What that meant in practical terms was that good, ordinary players on the terms of the older game could become demigods (on the older game’s terms) just by being good, ordinary players on the ex-pac’s terms. Instead of diminishing the increments of improvement as players ascended the levels — so that there was always an incentive to advance, but a longer, slower curve with smaller incremental improvements — they opted to keep hopping skills and talents up, which made the regions in which players begin and learn their fundamentals an uncanny zone in which the bosses who once had been the biggest, meanest monsters imaginable were easily defeated by small groups of hyper-advanced players (and the new, tougher bosses in the successive ex-pacs were so intensely powerful that they could have wiped out the entire world of the original game).
 
OK, so Blizzard chose another route, they’re introducing Pandarians in the next ex-pac, and maybe it’s great and maybe it isn’t — but I have an idea for an alternative revenue stream for Blizzard.
 
Since they already have invested in and built out a world that has to be playable for beginning characters, why not put up a couple of servers on which the monster/opponent structure is recalibrated to older standards, but with diminishing incremental advances for player levels and equipment?
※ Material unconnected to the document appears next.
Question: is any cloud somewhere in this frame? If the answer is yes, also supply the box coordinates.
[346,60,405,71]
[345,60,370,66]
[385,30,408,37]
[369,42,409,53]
Why not, in other words, rely for allegiance to the game on the game itself, on challenging monsters, new terrains, groups and raids at a consistent level across all zones, and where bosses get more challenging by making them more intelligent rather than more powerful, less predictable rather than more intricately choreographed (and predictable)? I’d think they could make money at it, and at the same time learn about game behaviour and mechanics under this different reward system, and about building more intelligent bosses. That’s my idea for the day; theology will wait for tomorrow.